The online flyer went on to insist that, no, Ebola is not “airborne,” but it also made clear that, yes, it can certainly be spread through droplets — the manner in which people riding close to each other on, say, a NYC subway or in a cab or Uber ride-share car, or in a bowling alley, might be exposed (Dr. Craig Spencer, the Ebola-infected physician just back from treating patients in West Africa, did all of these things).
“Healthcare providers caring for Ebola patients and the family and friends in close contact with Ebola patients are at the highest risk of getting sick because they may come in contact with infected blood or body fluids of sick patients,” the online informational flyer states.
Some experts are already raising eyebrows of suspicion.
“Well, at least CDC is starting to move the narrative,” said Meryl Nass, M.D., an infectious disease physician, on her blog. “Maybe tomorrow it will be 5 feet. Then 10. Maybe next month they will tell us why all the victims’ possessions are being incinerated and apartments fumigated.
“Just remember: historically, Ebola spread fast in healthcare facilities.”
Spread via aerosol more likely in colder environments?

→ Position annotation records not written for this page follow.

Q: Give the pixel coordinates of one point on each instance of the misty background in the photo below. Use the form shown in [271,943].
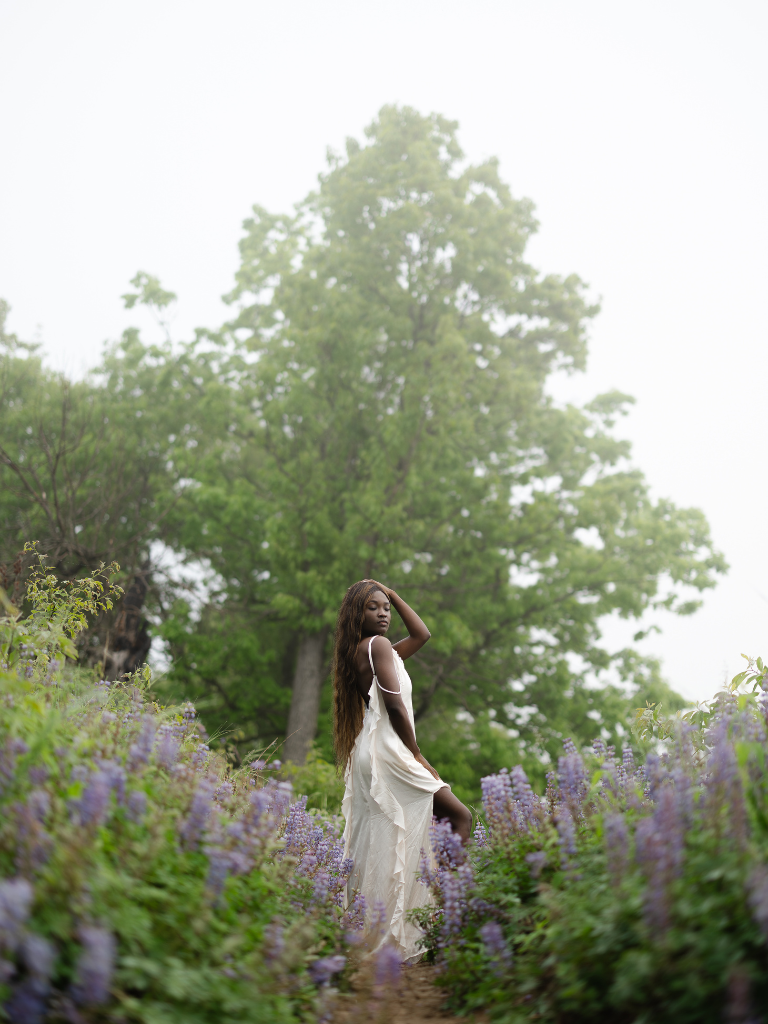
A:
[139,136]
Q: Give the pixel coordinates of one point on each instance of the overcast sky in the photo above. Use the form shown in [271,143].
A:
[138,135]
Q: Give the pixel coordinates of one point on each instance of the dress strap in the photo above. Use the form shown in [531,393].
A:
[371,659]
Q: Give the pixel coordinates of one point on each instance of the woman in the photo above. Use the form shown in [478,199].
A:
[391,791]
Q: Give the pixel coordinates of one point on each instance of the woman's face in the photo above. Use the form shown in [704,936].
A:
[378,615]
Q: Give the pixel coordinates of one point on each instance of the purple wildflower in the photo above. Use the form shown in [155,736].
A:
[616,846]
[480,836]
[498,802]
[136,806]
[15,903]
[523,795]
[167,747]
[323,970]
[572,777]
[537,860]
[566,835]
[197,820]
[95,966]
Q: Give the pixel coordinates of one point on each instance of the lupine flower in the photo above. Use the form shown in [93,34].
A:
[566,835]
[93,975]
[480,836]
[323,970]
[167,747]
[498,801]
[616,846]
[15,903]
[93,805]
[136,806]
[572,777]
[523,796]
[496,946]
[537,860]
[197,820]
[38,774]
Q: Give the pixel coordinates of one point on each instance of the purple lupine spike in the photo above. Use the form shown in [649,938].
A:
[572,777]
[200,811]
[136,806]
[93,805]
[566,837]
[723,786]
[274,943]
[323,970]
[167,747]
[616,846]
[496,946]
[523,796]
[479,835]
[537,860]
[94,970]
[498,801]
[659,853]
[39,774]
[15,903]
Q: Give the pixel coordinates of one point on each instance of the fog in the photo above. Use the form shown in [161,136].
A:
[137,136]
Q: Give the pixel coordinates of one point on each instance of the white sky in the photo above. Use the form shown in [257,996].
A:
[138,135]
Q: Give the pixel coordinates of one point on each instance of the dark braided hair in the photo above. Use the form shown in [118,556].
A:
[348,705]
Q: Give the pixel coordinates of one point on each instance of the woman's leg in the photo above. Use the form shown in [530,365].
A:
[445,805]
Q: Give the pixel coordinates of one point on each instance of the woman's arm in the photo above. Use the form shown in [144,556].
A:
[418,632]
[389,687]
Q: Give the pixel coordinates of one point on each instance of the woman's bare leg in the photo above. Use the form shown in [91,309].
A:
[446,806]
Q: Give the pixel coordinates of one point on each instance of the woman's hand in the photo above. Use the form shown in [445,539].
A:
[423,761]
[385,590]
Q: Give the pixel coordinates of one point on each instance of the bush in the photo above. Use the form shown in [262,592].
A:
[626,894]
[140,878]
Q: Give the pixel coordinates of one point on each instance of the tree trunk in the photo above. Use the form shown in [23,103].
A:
[307,681]
[129,642]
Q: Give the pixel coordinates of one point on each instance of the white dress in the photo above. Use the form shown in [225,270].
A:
[388,810]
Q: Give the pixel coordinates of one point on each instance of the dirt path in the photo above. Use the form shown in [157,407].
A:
[418,1000]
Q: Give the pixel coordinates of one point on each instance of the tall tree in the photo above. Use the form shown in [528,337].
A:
[387,417]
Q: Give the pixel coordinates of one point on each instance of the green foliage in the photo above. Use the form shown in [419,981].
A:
[385,415]
[103,813]
[626,896]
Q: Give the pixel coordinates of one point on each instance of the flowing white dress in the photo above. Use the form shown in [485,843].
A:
[388,810]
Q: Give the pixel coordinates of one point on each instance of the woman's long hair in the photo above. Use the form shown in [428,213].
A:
[348,705]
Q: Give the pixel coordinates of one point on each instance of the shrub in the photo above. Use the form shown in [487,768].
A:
[629,893]
[140,878]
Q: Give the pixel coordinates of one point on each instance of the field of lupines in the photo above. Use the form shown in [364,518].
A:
[141,879]
[630,892]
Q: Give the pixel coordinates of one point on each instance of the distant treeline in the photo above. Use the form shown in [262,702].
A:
[376,407]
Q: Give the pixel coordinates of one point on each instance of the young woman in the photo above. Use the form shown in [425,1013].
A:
[391,791]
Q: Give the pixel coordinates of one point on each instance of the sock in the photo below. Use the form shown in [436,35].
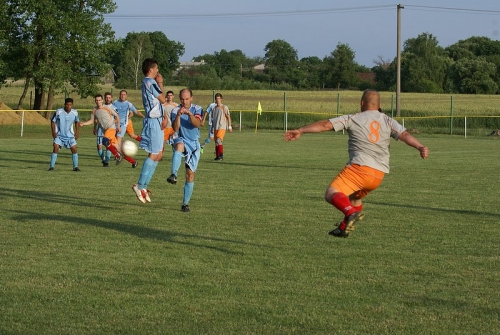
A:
[188,191]
[108,156]
[129,159]
[358,208]
[113,150]
[74,158]
[147,171]
[53,159]
[217,151]
[100,153]
[342,203]
[176,161]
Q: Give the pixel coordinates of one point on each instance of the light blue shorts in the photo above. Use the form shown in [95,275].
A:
[123,128]
[152,136]
[99,135]
[191,152]
[66,142]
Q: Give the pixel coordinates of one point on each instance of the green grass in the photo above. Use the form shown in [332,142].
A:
[80,255]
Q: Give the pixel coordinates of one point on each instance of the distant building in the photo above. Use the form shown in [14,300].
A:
[259,68]
[191,64]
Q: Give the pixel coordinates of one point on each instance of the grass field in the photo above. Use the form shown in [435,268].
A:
[80,255]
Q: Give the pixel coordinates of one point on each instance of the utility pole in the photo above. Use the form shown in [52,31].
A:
[398,67]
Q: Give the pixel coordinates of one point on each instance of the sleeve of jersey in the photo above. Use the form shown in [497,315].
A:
[198,113]
[340,122]
[396,128]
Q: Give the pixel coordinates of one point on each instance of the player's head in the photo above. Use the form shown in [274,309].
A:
[68,104]
[186,96]
[123,95]
[108,98]
[370,100]
[98,99]
[149,64]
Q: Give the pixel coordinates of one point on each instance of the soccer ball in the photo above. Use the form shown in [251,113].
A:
[129,148]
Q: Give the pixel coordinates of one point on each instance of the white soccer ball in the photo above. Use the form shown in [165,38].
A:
[129,148]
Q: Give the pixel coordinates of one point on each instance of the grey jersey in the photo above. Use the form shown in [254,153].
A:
[370,134]
[219,117]
[105,118]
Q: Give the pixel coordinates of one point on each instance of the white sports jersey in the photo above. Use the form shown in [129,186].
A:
[370,134]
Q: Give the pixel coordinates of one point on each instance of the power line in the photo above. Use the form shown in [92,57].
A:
[296,12]
[251,14]
[451,9]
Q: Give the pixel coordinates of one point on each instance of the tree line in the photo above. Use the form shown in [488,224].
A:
[52,43]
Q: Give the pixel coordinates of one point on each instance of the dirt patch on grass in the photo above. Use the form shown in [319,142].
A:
[15,117]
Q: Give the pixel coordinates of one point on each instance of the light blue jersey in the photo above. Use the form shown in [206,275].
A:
[152,134]
[123,108]
[150,92]
[187,130]
[65,122]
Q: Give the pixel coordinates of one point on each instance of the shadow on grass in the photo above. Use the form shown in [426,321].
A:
[49,197]
[444,210]
[138,231]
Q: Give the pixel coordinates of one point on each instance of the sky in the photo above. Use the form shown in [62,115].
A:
[313,28]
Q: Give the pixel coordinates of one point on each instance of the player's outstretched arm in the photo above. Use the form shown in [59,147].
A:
[316,127]
[410,140]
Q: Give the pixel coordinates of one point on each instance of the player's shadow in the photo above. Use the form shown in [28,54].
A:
[138,231]
[70,200]
[457,211]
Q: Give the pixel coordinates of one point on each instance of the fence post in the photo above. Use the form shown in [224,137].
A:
[465,126]
[451,116]
[285,116]
[392,105]
[338,104]
[22,123]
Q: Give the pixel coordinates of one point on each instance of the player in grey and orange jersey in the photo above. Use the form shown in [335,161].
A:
[369,133]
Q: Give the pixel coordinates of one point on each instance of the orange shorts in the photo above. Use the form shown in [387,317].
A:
[111,135]
[130,127]
[357,180]
[167,133]
[220,133]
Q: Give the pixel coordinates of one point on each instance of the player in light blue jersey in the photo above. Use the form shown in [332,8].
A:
[208,113]
[186,120]
[154,122]
[125,110]
[64,124]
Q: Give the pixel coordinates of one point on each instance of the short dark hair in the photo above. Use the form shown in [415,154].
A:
[148,64]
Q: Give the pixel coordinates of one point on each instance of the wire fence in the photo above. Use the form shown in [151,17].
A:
[253,120]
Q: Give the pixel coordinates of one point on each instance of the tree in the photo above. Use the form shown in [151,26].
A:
[310,68]
[340,68]
[474,76]
[281,60]
[385,74]
[136,48]
[423,65]
[53,42]
[166,53]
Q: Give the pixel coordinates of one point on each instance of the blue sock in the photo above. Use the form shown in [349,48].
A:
[148,168]
[188,191]
[108,156]
[74,158]
[176,161]
[53,159]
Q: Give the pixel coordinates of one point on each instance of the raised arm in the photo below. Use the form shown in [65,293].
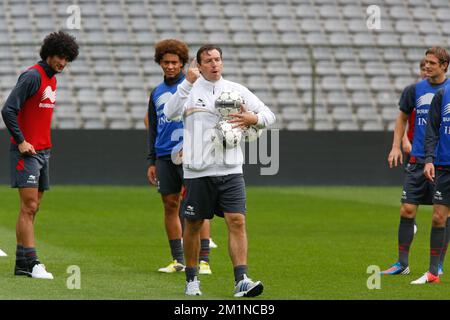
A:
[173,109]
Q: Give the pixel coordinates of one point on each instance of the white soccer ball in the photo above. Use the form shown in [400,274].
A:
[226,136]
[252,133]
[228,102]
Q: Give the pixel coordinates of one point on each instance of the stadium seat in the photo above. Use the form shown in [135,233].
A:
[347,126]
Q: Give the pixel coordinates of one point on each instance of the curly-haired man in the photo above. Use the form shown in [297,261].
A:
[27,114]
[163,141]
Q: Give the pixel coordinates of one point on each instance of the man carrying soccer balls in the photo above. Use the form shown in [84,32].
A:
[213,174]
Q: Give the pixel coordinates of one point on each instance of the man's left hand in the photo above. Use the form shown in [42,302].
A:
[244,119]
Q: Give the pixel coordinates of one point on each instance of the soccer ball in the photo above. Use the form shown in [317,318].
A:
[252,133]
[228,102]
[225,135]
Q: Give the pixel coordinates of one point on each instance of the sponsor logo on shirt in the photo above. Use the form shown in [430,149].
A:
[425,100]
[48,98]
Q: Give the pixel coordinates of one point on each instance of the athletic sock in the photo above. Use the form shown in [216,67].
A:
[31,256]
[437,237]
[176,248]
[20,256]
[239,272]
[405,238]
[204,250]
[447,239]
[191,273]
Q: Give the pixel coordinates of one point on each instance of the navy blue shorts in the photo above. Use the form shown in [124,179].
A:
[442,186]
[416,188]
[207,196]
[30,171]
[170,176]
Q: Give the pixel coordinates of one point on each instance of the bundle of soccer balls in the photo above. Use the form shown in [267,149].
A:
[224,134]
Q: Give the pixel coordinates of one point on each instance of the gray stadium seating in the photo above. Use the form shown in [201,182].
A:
[360,73]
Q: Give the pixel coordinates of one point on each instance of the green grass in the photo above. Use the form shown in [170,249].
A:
[304,243]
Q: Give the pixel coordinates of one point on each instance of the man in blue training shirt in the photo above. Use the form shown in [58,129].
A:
[417,189]
[164,137]
[437,152]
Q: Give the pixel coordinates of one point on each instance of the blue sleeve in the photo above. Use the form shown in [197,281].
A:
[407,101]
[27,85]
[433,125]
[151,132]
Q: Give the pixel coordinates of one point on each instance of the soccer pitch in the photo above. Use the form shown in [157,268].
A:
[304,243]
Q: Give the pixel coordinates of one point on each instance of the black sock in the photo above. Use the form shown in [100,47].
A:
[239,272]
[31,256]
[447,239]
[405,238]
[20,256]
[204,250]
[437,237]
[191,273]
[176,248]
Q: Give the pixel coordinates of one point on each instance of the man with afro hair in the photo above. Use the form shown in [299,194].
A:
[171,55]
[27,114]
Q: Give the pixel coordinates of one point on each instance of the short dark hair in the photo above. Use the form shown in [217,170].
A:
[59,44]
[422,63]
[441,54]
[206,48]
[172,46]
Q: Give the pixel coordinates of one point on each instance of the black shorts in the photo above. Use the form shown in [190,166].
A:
[416,188]
[170,176]
[441,193]
[30,171]
[207,196]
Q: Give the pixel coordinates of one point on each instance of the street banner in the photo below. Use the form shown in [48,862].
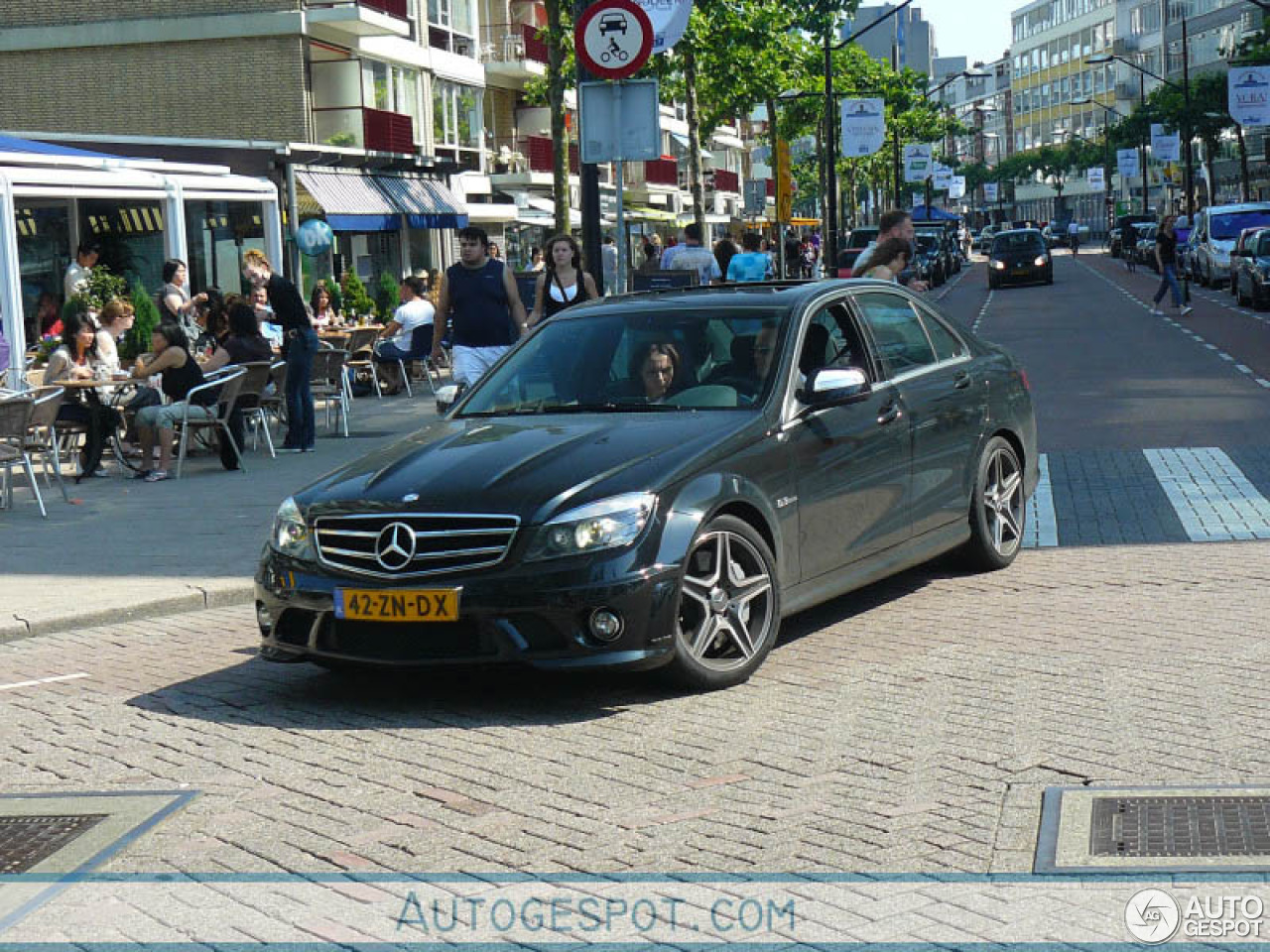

Dr. Nass had earlier focused on anthrax and the dangers it poses.
Also, in 1995, the U.S. Army’s Medical Research Institute of Infectious Diseases reported in the International Journal of Experimental Pathology (see it here [PDF]) that the deadly virus actually spreads faster in colder environs, not the hot, steamy climate in much of Africa [emphasis added]:
We also demonstrated aerosol transmission of Ebola virus at lower temperature and humidity than that normally present in sub-Saharan Africa. Ebola virus sensitivity to the high temperatures and humidity in the thatched, mud, and [wattle] huts shared by infected family members in southern Sudan and northern Zaire may have been a factor limiting aerosol transmission of Ebola virus in the African epidemics. Both elevated temperature and relative humidity (RH) have been shown to reduce the aerosol stability of viruses (Songer 1967). Our experiments were conducted at 24°C [75°F] and [such as Ebola], aerosol transmission is a greater threat in modern hospital or laboratory settings than it is in the natural climatic ranges of viruses.
But remember, you can’t get the disease sitting next to an infected person on a bus, in a subway or in a cab. The CDC and the Obama Administration have said so.